The question for educators is – how should we respond? How do we prepare our students to become the knowledge makers, the innovators and the problems solvers of the future? Ultimately, we need to make education more about thinking and intellectual challenge. The three related questions about classroom thinking (above) shaped much of our Professional Learning Seminars undertaken by teachers in January of this year. It follows that simply lecturing or emphasising recall of memorised factual information would be important if we just needed students to regurgitate facts but that is not useful if we want our students to select, shuffle, justify, re-combine, or apply existing facts to new ideas, and to of course, solve new problems. Students resorting to a learning approach captured in the sentiment of “just tell me what I need to learn” with simply memorising work is no longer considered a successful nor an effective learning option.

One such example that I provided at the recent Senior School Parent Information Evening included a question from the 2018 VCE Biology Examination about Botulinum Toxin (Botox), produced by the bacteria Clostridium Botulinum. In this three-part question, students had to demonstrate their understanding of the content of the immune response to bacteria compared to viruses. This also gives rise to the often-heard student comment: “it was on the test but we were not taught this in class?” Of course, the content of Botox was not part the VCE Biology curriculum but the human response to bacteria was a key component requiring application and justification within the context of a new topic.

In 2019, the Senior School implemented a remodelled academic structure at St Catherine’s in response to Director for Education and Skills at the OECD, Andreas Schleicher’s criticism of the Australian Curriculum that highlighted “it’s a mile wide but an inch deep”. Our remodelled academic program re-prioritised the Core curriculum areas of English, Mathematics, Humanities and Science in Years 7-10. The revised academic model included additional time for the Unit 1 & 2 VCE Courses studied in Year 11, with the intention to build a greater depth of knowledge and improved readiness for VCE Unit 3 & 4 studies. The focus of the new academic model was to ultimately lift the classroom practice from covering content to ensuring an opportunity to really unpack the curriculum and VCE syllabus.

Teacher feedback, following the changes in 2019 that created semester-long Year 10 Science electives in Chemistry, Physics, Biology and Psychology, included students obtaining a greater depth of knowledge, improved VCE readiness and girls feeling confident to embrace the challenges of learning the nuances of difficult concepts.

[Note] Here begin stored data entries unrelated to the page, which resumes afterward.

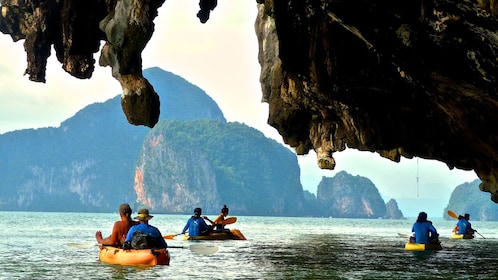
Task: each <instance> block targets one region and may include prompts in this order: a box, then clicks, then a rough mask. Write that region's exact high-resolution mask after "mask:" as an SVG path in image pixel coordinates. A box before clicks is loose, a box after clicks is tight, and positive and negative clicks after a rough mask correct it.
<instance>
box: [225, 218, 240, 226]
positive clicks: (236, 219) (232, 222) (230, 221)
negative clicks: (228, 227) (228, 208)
mask: <svg viewBox="0 0 498 280" xmlns="http://www.w3.org/2000/svg"><path fill="white" fill-rule="evenodd" d="M236 222H237V217H230V218H226V219H225V220H223V224H224V225H230V224H234V223H236Z"/></svg>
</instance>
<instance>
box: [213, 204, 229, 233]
mask: <svg viewBox="0 0 498 280" xmlns="http://www.w3.org/2000/svg"><path fill="white" fill-rule="evenodd" d="M228 211H229V210H228V207H227V206H226V205H223V208H221V212H220V214H219V215H218V216H217V217H216V218H215V219H214V220H213V224H214V230H215V231H216V232H219V231H223V229H224V228H225V217H226V216H227V215H228Z"/></svg>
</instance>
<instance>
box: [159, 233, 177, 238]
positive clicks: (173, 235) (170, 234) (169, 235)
mask: <svg viewBox="0 0 498 280" xmlns="http://www.w3.org/2000/svg"><path fill="white" fill-rule="evenodd" d="M178 235H181V233H177V234H169V235H164V236H163V238H164V239H175V237H176V236H178Z"/></svg>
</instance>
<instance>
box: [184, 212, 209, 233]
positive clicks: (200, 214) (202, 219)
mask: <svg viewBox="0 0 498 280" xmlns="http://www.w3.org/2000/svg"><path fill="white" fill-rule="evenodd" d="M201 215H202V209H201V208H199V207H197V208H195V209H194V215H193V216H192V217H190V218H189V219H188V221H187V224H186V225H185V226H184V227H183V230H182V234H185V233H186V232H187V230H188V235H189V236H191V237H195V236H199V235H208V234H210V233H211V227H210V226H208V225H207V224H206V222H205V221H204V219H203V218H202V217H201Z"/></svg>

How teachers use this additional time is a key focus in the Senior School. The concept of a greater ‘depth of knowledge’ is most often applied to the ‘thinking that students do’ – during class time, assessment and evaluation. Undoubtedly, the most important thing happening in a classroom at any given time is what a student is thinking. Key questions for teachers include:

  • How do you know students are thinking in your classroom?
  • How do you plan for student thinking?
  • How do you give feedback on students’ thinking?

The development of students’ higher-order intellectual skills or cognitive thinking abilities is the most important educational task of schools today. As one example, the Australian Curriculum and the current VCE English Study Design, requires secondary school students to critically analyse the way in which language is used to persuade in a variety of texts. Students examine the ways in which persuasive language is used to express an argument to strengthen the intended impact of a text in media texts, including newspapers and multimodal texts. As they progress to Year 12, students develop a critical understanding of the contemporary media and the differences between media texts. The Year 12 English course and examination asks students to analyse how written and visual techniques are used to persuade readers, which is essential to interpreting the world with a critical and discerning mind. These abilities underpin our students’ perceptions of the world and consequently decisions they make.